Not just her hurt, but his as well, the deep thrusts changing rhythm, harder and faster, careful wariness punctured by a building fervour as his hand covered her bottom. The crescendo of an ache made her throw her head back and just feel, the pulse of heat and light and loving. And sound. Her voice. Not restrained or polite or ladylike, but vivid and raw and loud.
Nothing hidden or covert! No shrouded thing as the pace of their breathing slowed and the world reformed again.
‘This is what all married people feel…?’ She had to ask.
‘Only those who are lucky enough,’ he returned and
lifted her into his arms, the swell of her breasts displaced so that her nipples were easily on show.
When he laid her on his bed she sat there as he undid her gown and her stays, pulling the cloth from her nakedness, daylight revealing much more than just secrets.
‘My God, you are so very beautiful,’ he said slowly, unravelling her hair. ‘Far more beautiful out of your clothes than in them and that’s saying something.’ The heavy drop of her tresses reached to the small of her back and the warmth was welcome.
Lucas wrapped his fingers in the gold paleness and brought it up to the light.
‘So many different shades of pale, Lilly.’ He had never seen hair her colour on anybody before, a changing kaleidoscope of corn and wheat and silver, her skin mirroring the delicate fineness. Carefully he shrugged off his shirt and stepped from his trousers, though when the bandage on his arm chaffed against his side he saw her wonder, all the other scars he had kept hidden beneath clothes visible as well today in the morning light.
Lillian’s fingers traced the one on his thigh and then the smaller scar beneath his left rib. ‘A bullet where I was not quick enough,’ he said when he saw where it was she looked.
Her body glowed in unmarked glory, the long lines of her legs, the roundness of her bottom and the smooth beauty of her breasts. Only one finger held the slice of some accident. He found the hand and separated it from the others.

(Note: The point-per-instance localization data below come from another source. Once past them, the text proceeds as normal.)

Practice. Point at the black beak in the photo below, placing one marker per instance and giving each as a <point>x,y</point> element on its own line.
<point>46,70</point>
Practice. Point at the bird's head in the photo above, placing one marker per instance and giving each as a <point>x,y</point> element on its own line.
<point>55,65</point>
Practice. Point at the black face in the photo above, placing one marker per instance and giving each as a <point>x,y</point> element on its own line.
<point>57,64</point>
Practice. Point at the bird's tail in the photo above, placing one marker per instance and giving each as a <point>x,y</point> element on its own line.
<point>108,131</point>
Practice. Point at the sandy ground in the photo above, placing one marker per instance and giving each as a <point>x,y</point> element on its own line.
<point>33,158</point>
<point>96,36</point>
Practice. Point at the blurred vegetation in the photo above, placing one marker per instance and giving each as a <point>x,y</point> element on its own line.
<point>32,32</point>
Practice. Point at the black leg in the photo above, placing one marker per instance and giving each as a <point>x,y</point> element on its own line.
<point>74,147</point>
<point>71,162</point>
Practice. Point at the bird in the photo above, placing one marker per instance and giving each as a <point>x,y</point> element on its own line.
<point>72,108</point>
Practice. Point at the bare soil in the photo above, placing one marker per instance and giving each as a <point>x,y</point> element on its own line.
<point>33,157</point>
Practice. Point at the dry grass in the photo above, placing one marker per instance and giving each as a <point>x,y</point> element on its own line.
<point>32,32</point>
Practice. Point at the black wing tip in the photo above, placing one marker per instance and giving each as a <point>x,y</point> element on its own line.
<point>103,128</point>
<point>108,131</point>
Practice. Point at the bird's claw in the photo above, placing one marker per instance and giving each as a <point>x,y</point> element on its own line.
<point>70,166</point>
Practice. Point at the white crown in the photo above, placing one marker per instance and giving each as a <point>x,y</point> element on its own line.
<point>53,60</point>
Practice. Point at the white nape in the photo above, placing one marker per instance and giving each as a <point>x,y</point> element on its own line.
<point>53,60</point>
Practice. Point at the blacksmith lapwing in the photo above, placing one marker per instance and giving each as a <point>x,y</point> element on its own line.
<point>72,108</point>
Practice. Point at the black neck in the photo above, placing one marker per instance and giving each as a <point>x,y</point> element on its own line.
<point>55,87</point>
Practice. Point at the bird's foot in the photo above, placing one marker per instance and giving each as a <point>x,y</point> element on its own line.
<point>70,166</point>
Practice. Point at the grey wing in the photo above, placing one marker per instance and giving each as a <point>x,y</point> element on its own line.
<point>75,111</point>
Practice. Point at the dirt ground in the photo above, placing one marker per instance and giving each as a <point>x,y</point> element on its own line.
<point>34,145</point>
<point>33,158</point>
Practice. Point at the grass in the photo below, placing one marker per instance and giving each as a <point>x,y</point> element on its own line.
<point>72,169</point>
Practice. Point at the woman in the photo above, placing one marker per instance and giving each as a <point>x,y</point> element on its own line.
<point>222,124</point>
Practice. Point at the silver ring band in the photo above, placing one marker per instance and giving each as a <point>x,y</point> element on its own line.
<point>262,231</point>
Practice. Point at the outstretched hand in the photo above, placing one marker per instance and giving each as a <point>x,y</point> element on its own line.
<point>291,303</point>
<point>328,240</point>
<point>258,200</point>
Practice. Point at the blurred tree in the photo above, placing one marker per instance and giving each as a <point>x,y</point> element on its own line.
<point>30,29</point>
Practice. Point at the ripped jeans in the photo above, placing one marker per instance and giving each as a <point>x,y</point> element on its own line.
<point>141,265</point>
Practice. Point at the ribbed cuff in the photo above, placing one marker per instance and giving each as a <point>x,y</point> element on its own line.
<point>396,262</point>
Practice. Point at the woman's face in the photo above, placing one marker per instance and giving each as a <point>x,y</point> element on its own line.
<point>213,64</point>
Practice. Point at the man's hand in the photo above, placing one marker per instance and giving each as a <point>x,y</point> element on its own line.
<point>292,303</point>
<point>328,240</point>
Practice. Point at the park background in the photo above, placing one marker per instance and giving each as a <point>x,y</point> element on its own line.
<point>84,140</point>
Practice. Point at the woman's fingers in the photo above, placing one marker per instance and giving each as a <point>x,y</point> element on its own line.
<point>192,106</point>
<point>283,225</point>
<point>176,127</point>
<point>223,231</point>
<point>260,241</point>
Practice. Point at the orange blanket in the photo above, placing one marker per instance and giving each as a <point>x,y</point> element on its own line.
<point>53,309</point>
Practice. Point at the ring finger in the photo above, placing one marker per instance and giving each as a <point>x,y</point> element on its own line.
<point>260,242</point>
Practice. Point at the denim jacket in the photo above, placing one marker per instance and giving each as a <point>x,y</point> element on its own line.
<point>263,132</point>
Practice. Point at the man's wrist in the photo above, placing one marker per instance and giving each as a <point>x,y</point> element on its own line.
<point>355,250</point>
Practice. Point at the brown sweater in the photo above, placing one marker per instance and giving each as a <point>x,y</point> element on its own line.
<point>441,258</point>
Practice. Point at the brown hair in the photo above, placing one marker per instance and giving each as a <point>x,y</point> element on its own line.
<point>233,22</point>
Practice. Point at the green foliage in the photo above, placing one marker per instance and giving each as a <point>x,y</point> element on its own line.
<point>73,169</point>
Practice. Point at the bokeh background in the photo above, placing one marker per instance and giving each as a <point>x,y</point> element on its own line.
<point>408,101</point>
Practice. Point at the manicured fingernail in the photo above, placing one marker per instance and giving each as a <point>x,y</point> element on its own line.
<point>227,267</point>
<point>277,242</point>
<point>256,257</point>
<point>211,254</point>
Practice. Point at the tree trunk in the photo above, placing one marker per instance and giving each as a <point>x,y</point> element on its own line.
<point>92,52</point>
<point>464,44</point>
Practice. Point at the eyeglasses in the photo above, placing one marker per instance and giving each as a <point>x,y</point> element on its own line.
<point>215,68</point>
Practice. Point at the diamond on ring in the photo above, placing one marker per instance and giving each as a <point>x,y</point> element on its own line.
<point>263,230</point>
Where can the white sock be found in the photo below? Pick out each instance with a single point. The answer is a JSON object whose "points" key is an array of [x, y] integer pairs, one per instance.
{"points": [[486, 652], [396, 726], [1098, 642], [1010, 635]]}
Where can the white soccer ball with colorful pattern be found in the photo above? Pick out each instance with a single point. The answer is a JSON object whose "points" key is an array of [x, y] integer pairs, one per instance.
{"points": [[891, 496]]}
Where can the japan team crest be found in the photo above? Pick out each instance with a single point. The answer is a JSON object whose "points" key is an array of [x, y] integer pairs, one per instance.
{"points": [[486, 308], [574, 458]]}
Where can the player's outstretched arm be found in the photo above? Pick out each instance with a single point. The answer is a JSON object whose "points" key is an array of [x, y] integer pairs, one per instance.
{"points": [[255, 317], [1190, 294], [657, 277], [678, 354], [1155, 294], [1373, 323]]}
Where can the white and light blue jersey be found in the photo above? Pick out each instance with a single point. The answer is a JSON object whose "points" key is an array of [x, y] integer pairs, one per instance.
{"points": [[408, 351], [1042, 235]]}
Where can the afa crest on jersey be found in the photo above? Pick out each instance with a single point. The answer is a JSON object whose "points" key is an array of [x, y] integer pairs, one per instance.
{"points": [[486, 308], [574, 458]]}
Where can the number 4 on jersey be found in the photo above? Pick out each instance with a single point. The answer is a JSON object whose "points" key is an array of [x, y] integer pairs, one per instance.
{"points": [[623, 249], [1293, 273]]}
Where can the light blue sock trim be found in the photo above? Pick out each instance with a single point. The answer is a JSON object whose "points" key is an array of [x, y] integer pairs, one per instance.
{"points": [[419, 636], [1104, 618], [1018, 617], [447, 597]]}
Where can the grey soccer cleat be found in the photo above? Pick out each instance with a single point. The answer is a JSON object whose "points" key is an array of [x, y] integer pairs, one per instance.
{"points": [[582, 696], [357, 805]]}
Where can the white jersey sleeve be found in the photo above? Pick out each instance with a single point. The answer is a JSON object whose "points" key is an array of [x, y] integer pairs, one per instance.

‘I hurt it on a knife last year when I was quartering the first apple of summer.’
He laughed. Even her accidents were appealing. The ruby ring on her finger winked at him as he turned her hand.
‘Do you still want this changed?’
She shook her head.
‘I have grown used to it and it has grown used to me.’
‘It was my grandmother’s and the only possession I took with me from England. I wore it on a chain then around my neck so that it would not be stolen when I worked my passage. I never gave it to my first wife and now I know why. I was waiting for you.’